Però questo quadri non hanno solo una storia artistica, ma anche giudiziaria. Perché i "Tesori ritrovati - Impressionisti e capolavori moderni" che il catalogo indica pudicamente in arrivo «da una raccolta privata» sono in realtà una vendita giudiziaria, e la collezione cui appartenevano è quella di Calisto Tanzi. Lui, il patron della Parmalat, l’uomo più detestato dai risparmiatori italiani, condannato a un numero impressionante di anni di galera per una collezione altrettanto ricca di condanne, aggiotaggio, bancarotta fraudolenta e così via. I quadri furono recuperati, narrarono le cronache, in imprecisati nascondigli svizzeri o anche nel garage dell’imprenditore, poi sono rimasti in deposito alla Galleria nazionale di Parma. Adesso, a quasi 16 anni dal crac, vanno all’asta: il ricavato andrà agli innumerevoli creditori. Un’asta giudiziaria si è già svolta a Parma per i pezzi meno pregiati della collezione Tanzi.

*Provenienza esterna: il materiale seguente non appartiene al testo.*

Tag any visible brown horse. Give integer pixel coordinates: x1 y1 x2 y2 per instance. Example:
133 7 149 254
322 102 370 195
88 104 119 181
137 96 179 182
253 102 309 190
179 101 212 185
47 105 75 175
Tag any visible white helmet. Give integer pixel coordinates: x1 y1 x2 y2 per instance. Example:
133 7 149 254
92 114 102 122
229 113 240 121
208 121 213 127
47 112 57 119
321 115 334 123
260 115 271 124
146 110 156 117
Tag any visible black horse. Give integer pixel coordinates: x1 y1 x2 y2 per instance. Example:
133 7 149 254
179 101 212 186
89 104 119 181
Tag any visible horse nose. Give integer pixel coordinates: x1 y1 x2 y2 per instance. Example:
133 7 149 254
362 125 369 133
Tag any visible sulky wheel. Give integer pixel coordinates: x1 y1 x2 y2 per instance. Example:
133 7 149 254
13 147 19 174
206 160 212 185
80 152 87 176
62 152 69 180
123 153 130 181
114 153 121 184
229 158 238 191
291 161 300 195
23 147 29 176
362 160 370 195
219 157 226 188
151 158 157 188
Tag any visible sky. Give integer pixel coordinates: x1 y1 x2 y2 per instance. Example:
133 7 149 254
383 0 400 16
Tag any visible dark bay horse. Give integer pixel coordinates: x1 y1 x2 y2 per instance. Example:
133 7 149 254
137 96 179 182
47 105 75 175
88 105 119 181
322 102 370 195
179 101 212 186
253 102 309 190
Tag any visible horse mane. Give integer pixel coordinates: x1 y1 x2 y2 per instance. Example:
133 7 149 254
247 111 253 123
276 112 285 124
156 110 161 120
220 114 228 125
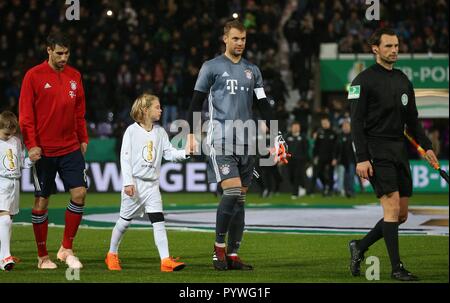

Se i bond Parmalat erano farlocchi e i bilanci taroccati, sui quadri nessun dubbio: «In Italia non ho mai visto andare all’asta un nucleo di opere di questa importanza, e anche all’estero è inconsueto», spiega Pietro De Bernardi, direttore di Pandolfini, annunciando che se ne stanno interessando non solo i privati ma anche le istituzioni: per esempio il Museo Van Gogh di Amsterdam, ingolosito da un’insolita natura morta (base d’asta, 280-350 mila euro) e da un meraviglioso acquerello, un salice di una malinconia devastante (e qui si parte da 200-300 mila euro). Le stime sono abbastanza basse, si fa per dire, «e contiamo che in certi casi siano ampiamente superate», sempre De Bernardi. La più ghiotta spetta alla "Falaise du Petit Ailly à Varengeville" di Monet: da 800 mila al milione e 200.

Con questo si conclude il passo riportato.